Scholen hebben vrijheid om noodopvang te beperken

Foto: Libreshot / CC0

Scholen die problemen ervaren met de noodopvang van kinderen mogen zelf grenzen stellen en keuzes maken om de situatie toch werkbaar te houden, zei minister Arie Slob vandaag naar aanleiding van berichten dat de scholen de toestroom soms niet aankunnen. In Zaanstad is dat althans in Poelenburg geen probleem: daar gaan alle achtste groepers gedeeltelijk naar school om hen voor te bereiden op de Cito-toets en de middelbare school.

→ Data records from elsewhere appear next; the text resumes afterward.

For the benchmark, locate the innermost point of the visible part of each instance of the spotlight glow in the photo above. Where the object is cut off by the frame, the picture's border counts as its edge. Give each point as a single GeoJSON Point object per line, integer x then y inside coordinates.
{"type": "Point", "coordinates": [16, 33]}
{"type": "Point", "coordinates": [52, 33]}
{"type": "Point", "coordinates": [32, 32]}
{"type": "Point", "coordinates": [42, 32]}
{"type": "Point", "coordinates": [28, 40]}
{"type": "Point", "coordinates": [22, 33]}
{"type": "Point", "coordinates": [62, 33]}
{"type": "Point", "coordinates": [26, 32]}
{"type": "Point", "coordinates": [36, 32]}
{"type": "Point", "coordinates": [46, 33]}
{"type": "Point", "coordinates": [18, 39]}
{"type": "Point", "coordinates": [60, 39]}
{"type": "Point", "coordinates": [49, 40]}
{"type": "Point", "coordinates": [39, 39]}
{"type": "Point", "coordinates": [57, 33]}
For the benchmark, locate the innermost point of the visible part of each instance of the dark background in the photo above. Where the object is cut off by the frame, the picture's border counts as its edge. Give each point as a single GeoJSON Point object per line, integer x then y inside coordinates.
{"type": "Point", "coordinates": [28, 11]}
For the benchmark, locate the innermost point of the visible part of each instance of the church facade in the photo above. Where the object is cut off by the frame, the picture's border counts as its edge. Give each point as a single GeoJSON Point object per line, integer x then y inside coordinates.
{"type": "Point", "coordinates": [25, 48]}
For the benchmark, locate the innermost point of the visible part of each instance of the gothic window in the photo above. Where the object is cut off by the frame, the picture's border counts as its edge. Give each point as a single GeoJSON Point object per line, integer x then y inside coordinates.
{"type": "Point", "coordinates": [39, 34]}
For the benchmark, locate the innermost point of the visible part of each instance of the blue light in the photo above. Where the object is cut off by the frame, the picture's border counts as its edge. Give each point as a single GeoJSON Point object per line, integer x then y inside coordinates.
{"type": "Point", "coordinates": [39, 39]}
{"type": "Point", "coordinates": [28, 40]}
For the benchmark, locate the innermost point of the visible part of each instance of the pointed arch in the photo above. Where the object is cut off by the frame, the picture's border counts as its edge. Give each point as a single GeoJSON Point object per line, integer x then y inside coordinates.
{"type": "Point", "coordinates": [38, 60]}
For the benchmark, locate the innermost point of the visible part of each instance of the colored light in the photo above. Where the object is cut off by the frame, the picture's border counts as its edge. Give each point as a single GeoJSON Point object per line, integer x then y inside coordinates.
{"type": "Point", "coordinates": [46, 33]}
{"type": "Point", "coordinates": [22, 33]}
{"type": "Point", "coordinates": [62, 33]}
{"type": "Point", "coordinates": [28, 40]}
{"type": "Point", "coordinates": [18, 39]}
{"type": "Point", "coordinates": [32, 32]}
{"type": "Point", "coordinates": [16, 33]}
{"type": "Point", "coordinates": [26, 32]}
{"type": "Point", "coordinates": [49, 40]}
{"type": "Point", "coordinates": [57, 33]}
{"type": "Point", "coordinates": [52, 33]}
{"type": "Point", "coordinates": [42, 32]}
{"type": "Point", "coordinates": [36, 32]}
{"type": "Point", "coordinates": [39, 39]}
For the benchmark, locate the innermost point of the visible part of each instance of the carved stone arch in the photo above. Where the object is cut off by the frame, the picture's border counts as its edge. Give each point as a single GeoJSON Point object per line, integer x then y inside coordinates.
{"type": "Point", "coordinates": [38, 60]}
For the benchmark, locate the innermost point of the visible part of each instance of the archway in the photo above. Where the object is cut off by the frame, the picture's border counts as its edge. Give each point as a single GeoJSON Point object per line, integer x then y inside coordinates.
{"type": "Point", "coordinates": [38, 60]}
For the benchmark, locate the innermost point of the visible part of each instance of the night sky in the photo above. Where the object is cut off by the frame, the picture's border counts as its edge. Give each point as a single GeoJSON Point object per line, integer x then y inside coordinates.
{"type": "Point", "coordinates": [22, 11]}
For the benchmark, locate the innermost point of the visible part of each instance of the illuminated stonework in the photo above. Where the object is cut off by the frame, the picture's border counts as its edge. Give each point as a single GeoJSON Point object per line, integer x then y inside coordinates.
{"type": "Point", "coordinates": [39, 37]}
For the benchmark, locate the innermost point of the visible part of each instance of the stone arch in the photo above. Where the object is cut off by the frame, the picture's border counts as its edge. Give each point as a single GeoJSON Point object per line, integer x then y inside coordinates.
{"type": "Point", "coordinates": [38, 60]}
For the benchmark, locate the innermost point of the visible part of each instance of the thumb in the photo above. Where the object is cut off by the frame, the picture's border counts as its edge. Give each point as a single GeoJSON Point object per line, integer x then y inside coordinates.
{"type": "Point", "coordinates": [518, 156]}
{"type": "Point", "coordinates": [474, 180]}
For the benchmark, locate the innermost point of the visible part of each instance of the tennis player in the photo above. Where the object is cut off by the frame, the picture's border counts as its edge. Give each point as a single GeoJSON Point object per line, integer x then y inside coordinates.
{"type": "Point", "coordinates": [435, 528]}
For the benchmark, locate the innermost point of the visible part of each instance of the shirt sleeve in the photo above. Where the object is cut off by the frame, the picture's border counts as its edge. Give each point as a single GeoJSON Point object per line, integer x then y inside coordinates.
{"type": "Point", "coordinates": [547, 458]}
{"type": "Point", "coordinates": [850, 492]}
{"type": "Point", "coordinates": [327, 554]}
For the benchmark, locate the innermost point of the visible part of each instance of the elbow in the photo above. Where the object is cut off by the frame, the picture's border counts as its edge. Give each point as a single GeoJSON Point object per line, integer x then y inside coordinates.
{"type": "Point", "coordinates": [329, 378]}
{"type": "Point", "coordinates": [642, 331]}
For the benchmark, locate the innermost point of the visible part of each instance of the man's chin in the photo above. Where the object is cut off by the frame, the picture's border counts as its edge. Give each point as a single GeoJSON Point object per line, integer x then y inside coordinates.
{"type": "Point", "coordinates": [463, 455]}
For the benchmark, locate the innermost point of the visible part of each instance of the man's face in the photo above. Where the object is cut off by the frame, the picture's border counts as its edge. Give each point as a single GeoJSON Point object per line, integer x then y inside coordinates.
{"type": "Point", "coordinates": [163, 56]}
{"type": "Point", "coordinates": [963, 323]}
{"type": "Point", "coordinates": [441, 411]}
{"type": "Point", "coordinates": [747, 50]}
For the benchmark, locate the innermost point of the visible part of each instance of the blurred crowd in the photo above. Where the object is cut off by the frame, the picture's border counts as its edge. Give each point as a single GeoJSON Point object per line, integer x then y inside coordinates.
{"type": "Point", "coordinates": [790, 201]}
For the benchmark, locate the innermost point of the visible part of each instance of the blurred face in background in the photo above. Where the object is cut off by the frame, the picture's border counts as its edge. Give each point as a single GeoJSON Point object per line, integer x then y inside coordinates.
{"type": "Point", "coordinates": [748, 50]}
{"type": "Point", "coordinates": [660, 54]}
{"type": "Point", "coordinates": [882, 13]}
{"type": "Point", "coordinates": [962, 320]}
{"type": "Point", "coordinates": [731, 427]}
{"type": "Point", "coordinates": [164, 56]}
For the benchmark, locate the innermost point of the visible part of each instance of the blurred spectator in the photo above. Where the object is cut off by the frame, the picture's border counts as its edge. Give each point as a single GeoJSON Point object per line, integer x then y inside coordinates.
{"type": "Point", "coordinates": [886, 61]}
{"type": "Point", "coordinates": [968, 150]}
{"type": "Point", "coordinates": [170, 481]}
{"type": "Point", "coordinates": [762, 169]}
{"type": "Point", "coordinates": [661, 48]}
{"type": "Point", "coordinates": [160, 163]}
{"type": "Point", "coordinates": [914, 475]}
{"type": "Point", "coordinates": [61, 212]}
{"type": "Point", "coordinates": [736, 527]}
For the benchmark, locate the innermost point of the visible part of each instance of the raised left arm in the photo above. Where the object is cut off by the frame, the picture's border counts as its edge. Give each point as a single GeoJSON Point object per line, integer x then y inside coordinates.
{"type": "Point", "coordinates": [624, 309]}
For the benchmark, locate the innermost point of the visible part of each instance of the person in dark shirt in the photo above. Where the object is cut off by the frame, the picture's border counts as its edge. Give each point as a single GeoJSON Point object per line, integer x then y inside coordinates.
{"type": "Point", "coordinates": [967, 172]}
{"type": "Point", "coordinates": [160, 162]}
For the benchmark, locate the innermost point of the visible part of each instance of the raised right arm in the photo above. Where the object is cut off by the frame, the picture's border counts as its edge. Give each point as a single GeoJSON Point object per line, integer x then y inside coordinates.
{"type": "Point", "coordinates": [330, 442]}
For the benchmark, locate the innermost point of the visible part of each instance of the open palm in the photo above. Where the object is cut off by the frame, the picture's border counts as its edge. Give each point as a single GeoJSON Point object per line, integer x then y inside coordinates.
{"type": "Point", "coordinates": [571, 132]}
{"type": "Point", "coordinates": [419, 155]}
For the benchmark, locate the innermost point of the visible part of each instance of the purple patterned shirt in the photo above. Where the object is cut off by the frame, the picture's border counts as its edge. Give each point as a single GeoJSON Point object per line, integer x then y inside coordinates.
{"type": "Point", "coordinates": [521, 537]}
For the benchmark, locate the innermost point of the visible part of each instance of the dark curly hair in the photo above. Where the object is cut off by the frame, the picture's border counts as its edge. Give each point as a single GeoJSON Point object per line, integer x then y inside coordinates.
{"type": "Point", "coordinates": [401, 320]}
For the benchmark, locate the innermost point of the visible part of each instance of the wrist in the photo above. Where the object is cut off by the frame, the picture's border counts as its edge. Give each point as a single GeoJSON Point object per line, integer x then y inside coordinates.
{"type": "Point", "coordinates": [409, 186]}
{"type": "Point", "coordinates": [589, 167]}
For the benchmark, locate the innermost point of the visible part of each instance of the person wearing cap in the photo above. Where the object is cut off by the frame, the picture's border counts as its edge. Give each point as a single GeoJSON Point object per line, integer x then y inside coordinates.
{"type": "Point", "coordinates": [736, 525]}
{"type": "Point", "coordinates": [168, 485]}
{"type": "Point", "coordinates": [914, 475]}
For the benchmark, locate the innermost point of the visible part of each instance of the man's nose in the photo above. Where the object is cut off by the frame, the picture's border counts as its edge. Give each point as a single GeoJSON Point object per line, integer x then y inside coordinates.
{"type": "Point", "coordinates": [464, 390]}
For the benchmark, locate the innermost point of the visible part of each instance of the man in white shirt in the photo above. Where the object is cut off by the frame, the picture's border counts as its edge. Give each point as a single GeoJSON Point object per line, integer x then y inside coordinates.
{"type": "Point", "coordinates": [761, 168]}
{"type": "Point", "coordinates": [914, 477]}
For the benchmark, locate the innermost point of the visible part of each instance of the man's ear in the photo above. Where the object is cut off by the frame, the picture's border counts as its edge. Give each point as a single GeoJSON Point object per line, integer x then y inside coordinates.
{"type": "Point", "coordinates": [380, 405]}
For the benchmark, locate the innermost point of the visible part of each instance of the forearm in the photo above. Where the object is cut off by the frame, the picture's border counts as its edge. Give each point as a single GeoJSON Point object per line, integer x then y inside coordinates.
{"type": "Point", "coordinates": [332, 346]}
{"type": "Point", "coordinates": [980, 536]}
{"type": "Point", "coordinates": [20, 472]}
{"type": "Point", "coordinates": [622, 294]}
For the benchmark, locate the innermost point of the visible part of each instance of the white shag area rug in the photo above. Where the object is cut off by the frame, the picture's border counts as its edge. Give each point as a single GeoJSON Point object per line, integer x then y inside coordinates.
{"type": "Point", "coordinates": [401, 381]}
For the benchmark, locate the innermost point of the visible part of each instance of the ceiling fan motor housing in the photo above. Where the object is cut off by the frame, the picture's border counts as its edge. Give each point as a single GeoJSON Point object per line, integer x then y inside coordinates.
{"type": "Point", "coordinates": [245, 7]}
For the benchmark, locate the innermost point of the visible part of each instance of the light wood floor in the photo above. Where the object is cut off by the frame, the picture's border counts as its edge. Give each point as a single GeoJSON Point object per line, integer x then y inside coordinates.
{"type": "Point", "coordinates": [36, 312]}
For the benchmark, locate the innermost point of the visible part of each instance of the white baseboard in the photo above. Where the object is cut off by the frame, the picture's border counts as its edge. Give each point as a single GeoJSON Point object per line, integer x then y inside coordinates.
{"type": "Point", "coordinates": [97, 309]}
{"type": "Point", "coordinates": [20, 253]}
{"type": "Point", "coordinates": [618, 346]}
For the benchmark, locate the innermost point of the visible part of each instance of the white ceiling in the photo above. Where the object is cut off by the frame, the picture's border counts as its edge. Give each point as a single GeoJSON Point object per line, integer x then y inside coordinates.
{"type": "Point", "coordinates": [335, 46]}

Het laatste bleek gisteren na opmerkingen van de PVV, toen de fracties door de burgemeester werden bijgepraat over het huidige coronabeeld. De scholenkoepels Agora en Zaan Primair hebben volgens Jan Hamming zelfstandig besloten om de scholen voor de meest kwetsbare kinderen open te houden in Poelenburg. Tijdens de algemene sluiting van de scholen is er weer opvang mogelijk voor kinderen van ouders met een cruciaal beroep en voor kwetsbare kinderen die niet lang in de thuissituatie kunnen blijven. Scholen melden dat er nu meer kinderen naar deze opvang komen dan tijdens de vorige schoolsluiting aan het begin van de crisis.

Tekort aan personeel

Slob erkende vandaag dat er een aantal knelpunten zijn, maar zei ook dat scholen ‘nooit aan het onmogelijke worden gehouden’: ‘Ze mogen nee zeggen en grenzen stellen, in samenspraak met de ouders.’ De problemen ontstaan volgens de minister onder meer omdat medewerkers uitvallen omdat ze corona hebben opgelopen of omdat ze in thuisquarantaine moeten. Een generieke maatregel om bijvoorbeeld het aantal kinderen te beperken dat in aanmerking komt voor noodopvang is volgens Slob niet aan de orde. Hij wijst erop dat er ruim 8000 scholen zijn. Op slechts een aantal daarvan worden knelpunten ervaren. De scholen blijven in elk geval nog tot en met 19 januari gesloten.